Tribalism in the Digital Age

‘If you think in any any way differently than me about anything I choose to care about, in any given moment – Unfollow me now.’  I read for the eighteenth time, this morning, from people I sort of know and strangers on facebook.  There’s no danger I’m unfollowing anyone who disagrees with me politically because political beliefs are transient and facebook likes are forever.

It’s not easy being anybody, anywhere, right now.

We’re all scared, except those of us too young or too stupid to appreciate the fragility of human life.  We’re all frustrated.  We’re all worried about a future we can’t see or even imagine.  We’re stuck in the present and we are a people who have very little practice living in the now.  We’re all binge surfing, connecting with like minded people and consolidating our limited understanding of events by agreeing with those who agree with us, and challenging, arguing with, and eventually telling those who don’t agree with us to ‘Fuck off.’

In between this we sleep, in order to keep our energy levels up so we can repeat the cycle the next day.

This is our new normal.

That polarised lifestyle that social media sold us with our free subscription is all we have now.  You are with us or against us.  You are on our side or you are on the side of moral corruption and spiritual denigration and worst of all – you are in danger of losing followers.  There is only two ways to think about anything, our way or the wrong way.

The pandemic was the perfect breeding ground for our latest round of them versus us.  What were your priorities, economic or social?  Did you want to save lives or save the stock market?  Were you one of the ones stupid enough to believe there was a virus?

And I was and I am.  I witnessed capitalism beaten into retreat in the West, for the first time, in my life-time, and I witnessed the housing market (the cornorstone of inequality in every society) grind to a halt.  And I knew a vast and deadly plague must have been unleashed on humanity coz money doesn’t stop making itself for no reason.

And it was hard on everyone, but especially the media who found themselves selling less papers than ever with only one source for content and an unchanging narrative.  Those on the left championed restrictions of movement for the greater good, those on the right outlined the case for reopening the economy cautioning against the long term effects of increased financial insecurity amongst a stir crazy populace.

The closest we came to agreement was that Dominic Cummings was a cunt with 71% of us reaching that conclusion, after watching his press conference.  We were robbed of any resolution on this shared belief because Dominic Cummings is a well protected cunt.

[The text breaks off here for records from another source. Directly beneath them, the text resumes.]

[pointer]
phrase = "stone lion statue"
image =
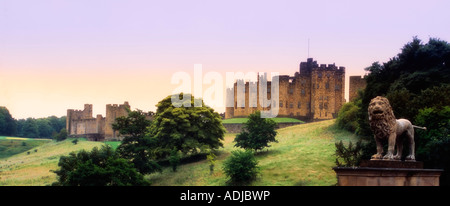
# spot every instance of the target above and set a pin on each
(386, 127)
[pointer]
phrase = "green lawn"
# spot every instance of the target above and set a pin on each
(304, 155)
(14, 145)
(276, 119)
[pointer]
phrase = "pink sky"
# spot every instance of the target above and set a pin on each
(57, 55)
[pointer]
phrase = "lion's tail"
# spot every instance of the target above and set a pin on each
(424, 128)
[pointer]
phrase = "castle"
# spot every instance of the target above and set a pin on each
(316, 92)
(81, 123)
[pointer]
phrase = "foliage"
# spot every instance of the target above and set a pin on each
(40, 128)
(433, 144)
(241, 167)
(256, 133)
(417, 77)
(135, 146)
(100, 167)
(415, 81)
(348, 156)
(347, 116)
(187, 129)
(7, 123)
(211, 157)
(439, 158)
(75, 141)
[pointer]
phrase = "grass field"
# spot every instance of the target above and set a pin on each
(14, 145)
(276, 119)
(304, 155)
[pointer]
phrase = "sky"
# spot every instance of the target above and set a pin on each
(58, 54)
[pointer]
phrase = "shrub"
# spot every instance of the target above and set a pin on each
(241, 167)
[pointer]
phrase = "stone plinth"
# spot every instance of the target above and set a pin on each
(387, 173)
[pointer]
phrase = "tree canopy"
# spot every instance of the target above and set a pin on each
(186, 129)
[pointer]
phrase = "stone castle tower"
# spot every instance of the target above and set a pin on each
(81, 123)
(315, 92)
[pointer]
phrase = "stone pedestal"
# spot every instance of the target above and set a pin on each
(387, 173)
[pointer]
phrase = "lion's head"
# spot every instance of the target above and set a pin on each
(381, 117)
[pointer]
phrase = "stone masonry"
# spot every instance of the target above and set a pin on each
(81, 123)
(316, 92)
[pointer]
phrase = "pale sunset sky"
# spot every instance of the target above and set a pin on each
(59, 54)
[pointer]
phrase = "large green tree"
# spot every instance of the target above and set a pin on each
(417, 77)
(7, 123)
(188, 129)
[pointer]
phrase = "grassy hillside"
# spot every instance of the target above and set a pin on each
(277, 120)
(14, 145)
(304, 155)
(35, 168)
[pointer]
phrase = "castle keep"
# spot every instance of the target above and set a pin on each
(316, 92)
(81, 123)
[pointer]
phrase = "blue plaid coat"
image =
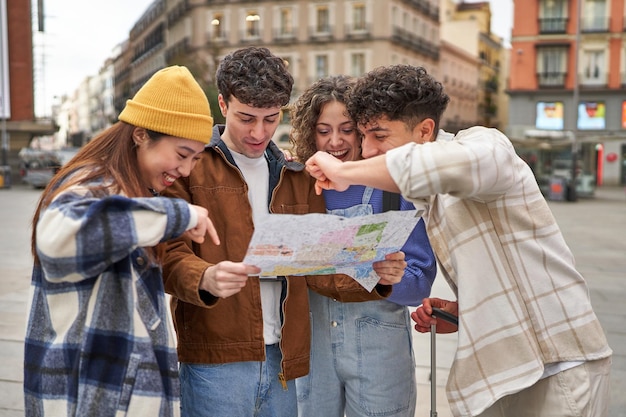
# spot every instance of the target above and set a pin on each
(99, 340)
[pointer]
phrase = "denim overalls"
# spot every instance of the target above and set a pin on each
(364, 348)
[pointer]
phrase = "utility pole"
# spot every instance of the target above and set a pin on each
(571, 194)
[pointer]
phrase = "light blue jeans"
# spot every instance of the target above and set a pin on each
(362, 361)
(242, 389)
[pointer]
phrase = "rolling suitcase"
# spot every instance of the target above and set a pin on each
(444, 315)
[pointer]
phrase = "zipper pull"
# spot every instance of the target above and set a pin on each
(283, 381)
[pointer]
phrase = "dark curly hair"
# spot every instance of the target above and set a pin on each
(399, 92)
(307, 109)
(254, 76)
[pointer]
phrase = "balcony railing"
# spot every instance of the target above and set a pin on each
(360, 33)
(551, 79)
(552, 24)
(594, 24)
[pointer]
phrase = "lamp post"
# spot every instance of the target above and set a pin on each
(571, 194)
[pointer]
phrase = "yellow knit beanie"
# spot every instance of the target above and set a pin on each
(171, 102)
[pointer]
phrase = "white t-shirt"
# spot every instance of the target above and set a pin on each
(256, 173)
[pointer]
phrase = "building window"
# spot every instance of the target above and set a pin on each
(551, 66)
(286, 21)
(593, 67)
(253, 22)
(358, 17)
(323, 19)
(357, 64)
(321, 66)
(217, 23)
(553, 16)
(594, 16)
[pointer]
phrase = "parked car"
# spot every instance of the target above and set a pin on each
(37, 167)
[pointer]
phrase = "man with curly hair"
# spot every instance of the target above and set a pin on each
(529, 342)
(241, 340)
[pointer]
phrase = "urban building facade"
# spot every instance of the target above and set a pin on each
(18, 124)
(567, 109)
(316, 39)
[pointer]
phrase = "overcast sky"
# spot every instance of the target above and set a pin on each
(80, 34)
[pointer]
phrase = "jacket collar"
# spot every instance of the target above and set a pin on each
(273, 154)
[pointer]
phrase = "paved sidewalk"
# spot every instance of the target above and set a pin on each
(595, 230)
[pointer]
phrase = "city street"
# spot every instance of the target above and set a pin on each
(594, 228)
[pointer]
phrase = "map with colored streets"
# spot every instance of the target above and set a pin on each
(317, 244)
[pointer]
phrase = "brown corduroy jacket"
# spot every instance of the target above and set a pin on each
(215, 330)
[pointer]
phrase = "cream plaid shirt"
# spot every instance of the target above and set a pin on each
(522, 304)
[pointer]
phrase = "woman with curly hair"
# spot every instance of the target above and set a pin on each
(361, 353)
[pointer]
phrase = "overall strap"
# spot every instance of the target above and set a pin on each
(391, 201)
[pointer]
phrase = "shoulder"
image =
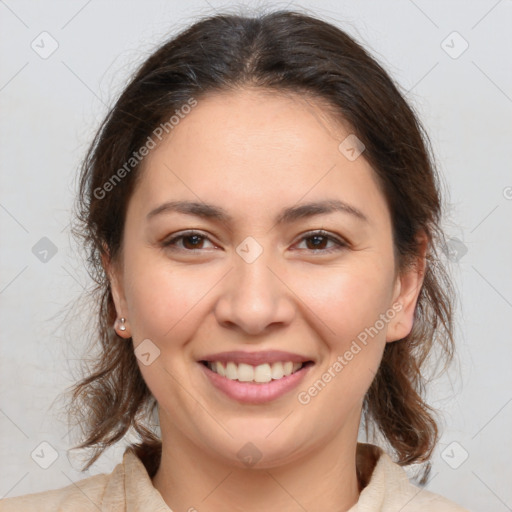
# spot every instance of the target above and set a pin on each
(389, 489)
(88, 494)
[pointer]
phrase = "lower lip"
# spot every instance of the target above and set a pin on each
(252, 392)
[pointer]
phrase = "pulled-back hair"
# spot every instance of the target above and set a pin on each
(286, 52)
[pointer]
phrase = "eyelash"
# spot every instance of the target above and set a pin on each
(171, 243)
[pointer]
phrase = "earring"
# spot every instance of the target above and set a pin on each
(122, 327)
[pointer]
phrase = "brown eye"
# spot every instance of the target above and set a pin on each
(190, 241)
(318, 240)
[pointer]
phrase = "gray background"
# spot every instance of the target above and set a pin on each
(50, 108)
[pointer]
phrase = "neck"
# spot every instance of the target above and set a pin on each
(323, 479)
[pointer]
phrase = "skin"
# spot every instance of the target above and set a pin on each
(254, 153)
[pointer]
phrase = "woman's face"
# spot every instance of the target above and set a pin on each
(258, 281)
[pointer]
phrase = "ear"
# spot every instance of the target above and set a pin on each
(406, 292)
(115, 277)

But the fiasco that united us is but a fleeting memory, now, as dystopia moves on and kicks down the door that is racism and live streams it across the globe.  And it is uglier and more garish than anything we had previously thought it was, and we have more time to think than ever before.  And we also, now, have something to think about that isn’t endless boredom and death stats at the top of the leader board.

And before you could say ‘Stay Alert – Control the Virus’, a global uprising against racism was in full swing, and it should have been a euphoric thing for those of us who want a systematic end to racial oppression, but the pandemic loomed large over the gathered crowds and will now spread in the very communities it has already disproportionately affected.

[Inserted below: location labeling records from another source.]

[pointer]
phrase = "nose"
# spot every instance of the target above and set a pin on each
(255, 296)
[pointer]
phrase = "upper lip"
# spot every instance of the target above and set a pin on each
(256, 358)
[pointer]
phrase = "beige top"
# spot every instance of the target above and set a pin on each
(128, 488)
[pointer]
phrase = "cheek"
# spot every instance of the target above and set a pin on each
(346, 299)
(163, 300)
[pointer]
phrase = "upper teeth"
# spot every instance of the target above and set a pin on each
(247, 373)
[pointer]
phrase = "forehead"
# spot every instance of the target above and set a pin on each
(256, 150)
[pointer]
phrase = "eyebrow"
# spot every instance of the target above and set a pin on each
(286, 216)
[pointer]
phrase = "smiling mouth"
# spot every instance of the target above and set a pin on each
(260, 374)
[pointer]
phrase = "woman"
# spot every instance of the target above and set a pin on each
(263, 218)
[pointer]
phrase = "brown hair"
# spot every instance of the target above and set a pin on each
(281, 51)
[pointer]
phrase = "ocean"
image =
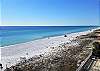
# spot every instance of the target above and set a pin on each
(10, 35)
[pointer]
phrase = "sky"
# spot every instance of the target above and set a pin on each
(49, 12)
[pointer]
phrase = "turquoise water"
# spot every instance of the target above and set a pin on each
(18, 34)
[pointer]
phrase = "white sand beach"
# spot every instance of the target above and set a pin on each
(10, 55)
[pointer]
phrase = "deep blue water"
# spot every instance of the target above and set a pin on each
(19, 34)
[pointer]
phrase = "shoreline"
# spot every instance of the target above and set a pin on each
(48, 36)
(14, 52)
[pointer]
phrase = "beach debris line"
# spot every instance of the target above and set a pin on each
(61, 58)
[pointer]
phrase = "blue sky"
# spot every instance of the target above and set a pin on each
(50, 12)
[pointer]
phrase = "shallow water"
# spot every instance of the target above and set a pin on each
(19, 34)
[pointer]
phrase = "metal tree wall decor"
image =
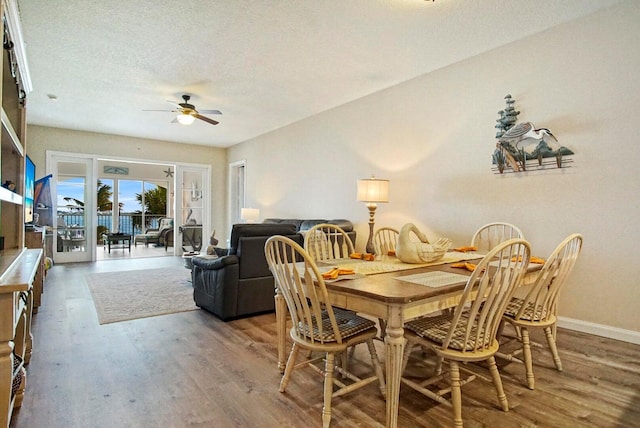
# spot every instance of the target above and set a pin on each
(523, 147)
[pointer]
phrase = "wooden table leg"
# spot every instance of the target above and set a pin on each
(394, 341)
(281, 327)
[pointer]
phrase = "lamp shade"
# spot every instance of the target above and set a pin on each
(185, 119)
(373, 190)
(249, 215)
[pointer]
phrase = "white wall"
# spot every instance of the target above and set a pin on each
(433, 138)
(40, 139)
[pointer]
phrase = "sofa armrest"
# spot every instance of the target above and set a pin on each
(212, 264)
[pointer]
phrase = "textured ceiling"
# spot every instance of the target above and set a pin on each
(264, 64)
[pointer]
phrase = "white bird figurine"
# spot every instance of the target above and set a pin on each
(523, 131)
(410, 251)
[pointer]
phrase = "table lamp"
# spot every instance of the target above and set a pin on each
(371, 191)
(249, 215)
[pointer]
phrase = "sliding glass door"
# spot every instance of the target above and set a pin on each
(73, 196)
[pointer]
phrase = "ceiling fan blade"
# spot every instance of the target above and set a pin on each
(206, 119)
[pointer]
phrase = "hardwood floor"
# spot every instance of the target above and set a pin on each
(193, 370)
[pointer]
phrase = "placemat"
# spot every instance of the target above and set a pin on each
(392, 264)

And as I stay at home to save lives, I feel so very sad.  Nuance is dead and there is only one way to see things.  It is not possible to believe that black lives matter more than any cause, even the cause of their own oppression.

And who the fuck am I, with my Celtic complexion, to whitesplain racism?

The papers who, last week, told us to stay put under pain of death, literally, are now telling us to take to the streets in our thousands and chant the slogan ‘I can’t breathe’.

And, as I stay at home, I’ve slowly come to accept the only lives I’m saving are that of me and my boy.